Why, he trembles and shakes as if a stone has just clipped his head. Can you smell it? Fear? It surrounds him, as rank as the air after a bomb explodes.
‘Why?’ he gasps.
‘You’ve angered me, monster,’ I snarl at him, feeling a rage deeper than primal split my mind and seethe through every cell. ‘You’ve helped ruin the Games, made them an abomination and a mockery of their intent.’
‘What?’ Marshall cries, acting bewildered. ‘What are you talking about?’
I deliver the evidence against him in three damning sentences whose impact turns the skin of his neck livid and his carotid artery a sickening, pulsing purple.
‘No!’ he sputters. ‘That’s … that’s not true. You can’t do this. Have you gone utterly mad?’
‘Mad? Me?’ I say. ‘Hardly. I’m the sanest person I know.’
‘Please,’ he says, tears rolling down his face. ‘Have mercy. I’m to be married on Christmas Eve.’
My laugh is as caustic as battery acid: ‘In another life, Denton, I ate my own children. You’ll get no mercy from me or my sisters.’
As Marshall’s confusion and horror become complete, I look up into the night sky, feeling storms rising in my head, and understanding once again that I am superior, a superhuman imbued with forces that go back thousands of years.
‘For all true Olympians,’ I vow, ‘this act of sacrifice marks the beginning of the end of the modern Games.’
Then I wrench the old man’s head back so that his back arches.
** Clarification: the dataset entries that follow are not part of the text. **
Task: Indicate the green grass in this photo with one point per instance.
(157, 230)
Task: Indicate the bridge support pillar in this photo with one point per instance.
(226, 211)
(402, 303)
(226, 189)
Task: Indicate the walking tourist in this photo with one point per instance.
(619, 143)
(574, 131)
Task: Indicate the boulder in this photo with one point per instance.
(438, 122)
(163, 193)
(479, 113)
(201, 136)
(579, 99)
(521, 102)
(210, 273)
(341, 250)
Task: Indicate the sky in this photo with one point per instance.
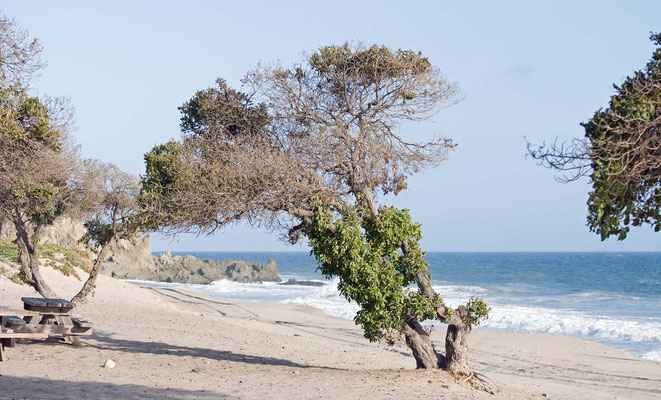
(526, 69)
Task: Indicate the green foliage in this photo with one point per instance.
(24, 119)
(366, 255)
(625, 138)
(161, 168)
(478, 311)
(61, 258)
(373, 63)
(69, 258)
(222, 112)
(9, 251)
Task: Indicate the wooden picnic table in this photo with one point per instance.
(47, 316)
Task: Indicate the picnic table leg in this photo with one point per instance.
(65, 320)
(30, 320)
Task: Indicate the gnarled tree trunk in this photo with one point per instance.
(456, 344)
(28, 249)
(90, 283)
(456, 357)
(418, 340)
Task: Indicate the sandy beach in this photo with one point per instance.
(173, 344)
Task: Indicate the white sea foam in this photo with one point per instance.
(509, 317)
(653, 355)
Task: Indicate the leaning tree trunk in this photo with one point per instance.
(90, 283)
(456, 344)
(456, 339)
(30, 247)
(418, 340)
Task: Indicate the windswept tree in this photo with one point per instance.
(306, 150)
(41, 176)
(111, 201)
(36, 157)
(620, 153)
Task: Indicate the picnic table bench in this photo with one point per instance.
(39, 319)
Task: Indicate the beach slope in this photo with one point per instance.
(173, 344)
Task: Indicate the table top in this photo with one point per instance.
(41, 302)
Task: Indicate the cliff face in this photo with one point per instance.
(133, 259)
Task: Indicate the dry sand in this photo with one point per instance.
(172, 344)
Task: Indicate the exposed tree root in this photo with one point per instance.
(476, 381)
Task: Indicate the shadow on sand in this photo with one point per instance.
(40, 388)
(133, 346)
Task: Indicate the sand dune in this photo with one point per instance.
(172, 344)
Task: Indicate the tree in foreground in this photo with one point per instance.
(35, 153)
(306, 150)
(111, 197)
(620, 153)
(41, 176)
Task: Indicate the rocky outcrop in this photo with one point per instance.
(132, 259)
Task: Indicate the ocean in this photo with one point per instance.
(612, 298)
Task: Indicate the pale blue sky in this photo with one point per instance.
(525, 68)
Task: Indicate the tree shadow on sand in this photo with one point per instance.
(159, 348)
(52, 389)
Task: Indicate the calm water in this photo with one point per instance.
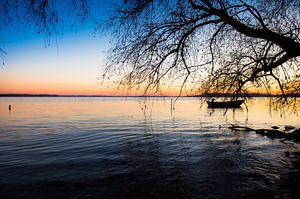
(125, 148)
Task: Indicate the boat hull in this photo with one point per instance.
(227, 104)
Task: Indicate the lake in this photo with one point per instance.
(117, 147)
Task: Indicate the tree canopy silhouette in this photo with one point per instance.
(222, 46)
(217, 46)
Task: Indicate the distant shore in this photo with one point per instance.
(202, 95)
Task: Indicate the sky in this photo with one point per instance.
(70, 63)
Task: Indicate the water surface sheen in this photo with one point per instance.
(124, 148)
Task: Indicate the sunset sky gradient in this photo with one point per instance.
(72, 63)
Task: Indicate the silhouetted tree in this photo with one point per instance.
(216, 45)
(219, 45)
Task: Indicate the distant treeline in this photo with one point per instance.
(201, 95)
(46, 95)
(242, 95)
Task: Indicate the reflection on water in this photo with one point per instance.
(120, 148)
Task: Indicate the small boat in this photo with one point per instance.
(225, 104)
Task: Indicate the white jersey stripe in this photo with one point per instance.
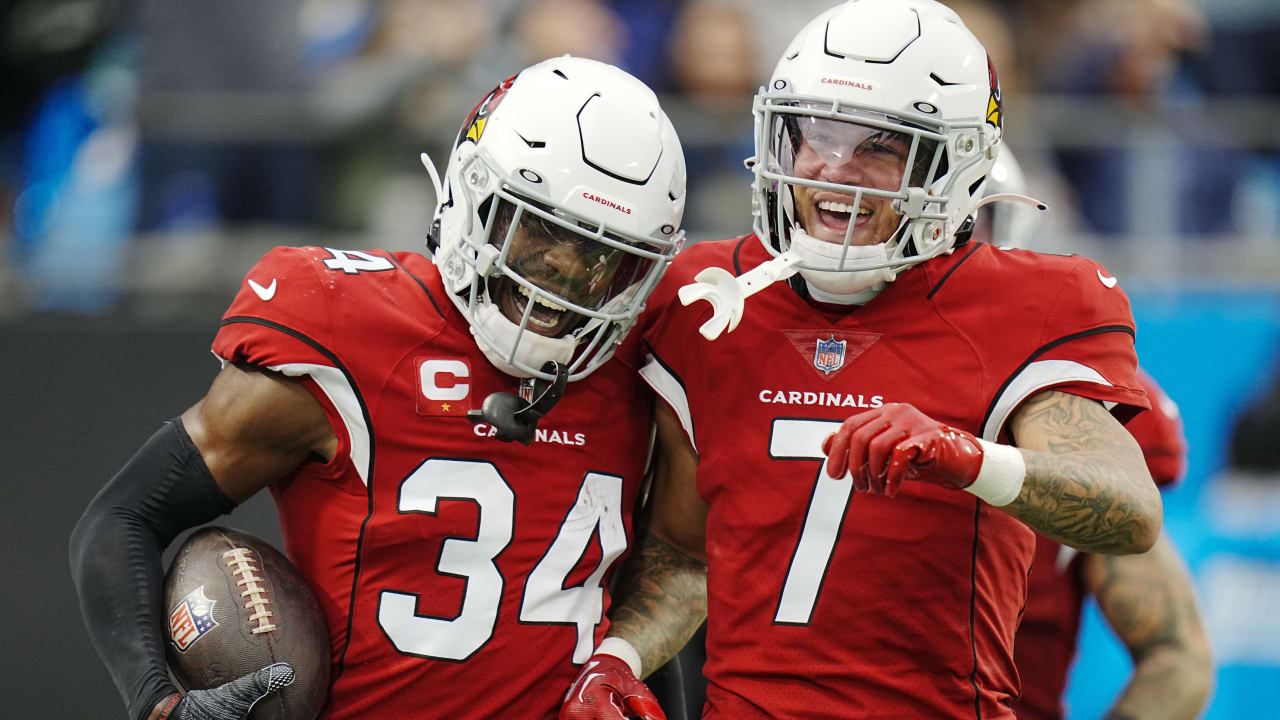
(1034, 378)
(334, 384)
(667, 386)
And before he can scream, I rip the blade furiously back with such force that his head comes free of his neck all the way to his spine.
Part One
THE FURIES
Chapter 1
Thursday, 26 July 2012: 9:24 a.m.
IT WAS MAD-DOG hot for London. Peter Knight’s shirt and jacket were drenched with sweat as he sprinted north on Chesham Street past the Diplomat Hotel and skidded around the corner towards Lyall Mews in the heart of Belgravia, one of the most expensive areas of real estate in the world.
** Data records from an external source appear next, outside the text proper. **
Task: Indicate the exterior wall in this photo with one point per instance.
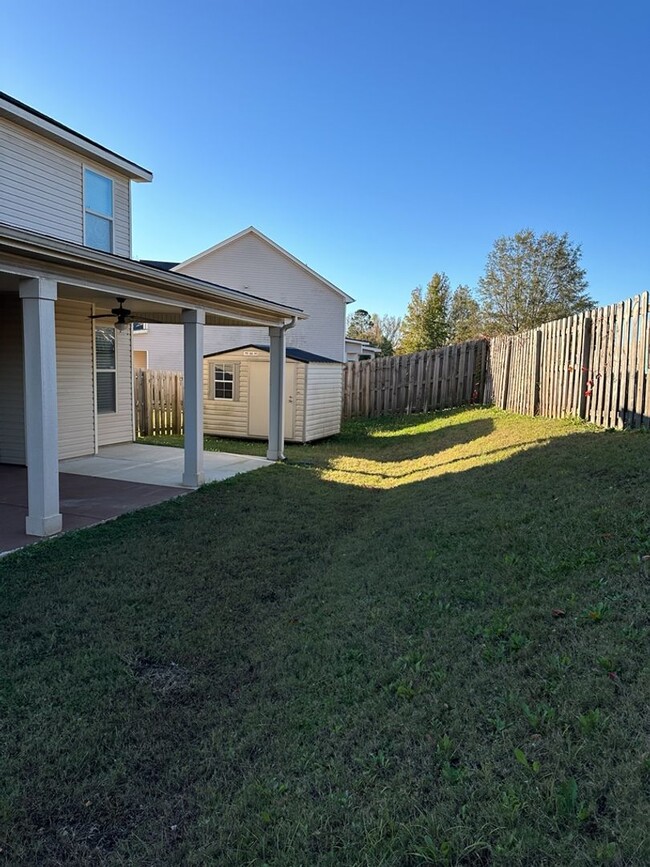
(227, 417)
(12, 434)
(41, 188)
(317, 400)
(75, 379)
(324, 397)
(251, 265)
(117, 427)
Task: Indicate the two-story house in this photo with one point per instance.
(69, 291)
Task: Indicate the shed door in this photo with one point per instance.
(258, 399)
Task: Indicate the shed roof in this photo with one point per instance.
(291, 352)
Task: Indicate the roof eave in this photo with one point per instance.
(18, 242)
(28, 118)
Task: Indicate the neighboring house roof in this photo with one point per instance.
(26, 116)
(362, 345)
(200, 293)
(251, 230)
(162, 266)
(291, 352)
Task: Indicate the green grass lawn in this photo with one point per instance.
(422, 642)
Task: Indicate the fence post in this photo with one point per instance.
(584, 366)
(537, 370)
(506, 375)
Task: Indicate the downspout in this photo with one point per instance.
(277, 334)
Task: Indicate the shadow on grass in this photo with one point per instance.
(368, 674)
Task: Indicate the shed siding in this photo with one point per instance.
(324, 396)
(226, 417)
(251, 265)
(41, 188)
(75, 379)
(118, 427)
(12, 436)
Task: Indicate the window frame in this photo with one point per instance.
(233, 383)
(85, 210)
(113, 370)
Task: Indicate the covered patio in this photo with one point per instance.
(117, 480)
(50, 294)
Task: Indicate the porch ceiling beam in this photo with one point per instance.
(131, 290)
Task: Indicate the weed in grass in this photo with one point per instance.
(590, 721)
(539, 717)
(534, 767)
(597, 613)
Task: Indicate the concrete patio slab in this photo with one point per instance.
(156, 465)
(119, 479)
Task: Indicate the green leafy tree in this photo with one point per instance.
(386, 332)
(426, 324)
(530, 279)
(360, 326)
(464, 316)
Don’t let it be true, Knight screamed internally as he entered the Mews. Dear God, don’t let it be true.
Then he saw a pack of newspaper jackals gathering at the yellow tape of a Metropolitan Police barricade that blocked the road in front of a cream-coloured Georgian town house. Knight lurched to a stop, feeling as though he was going to retch up the eggs and bacon he’d had for breakfast.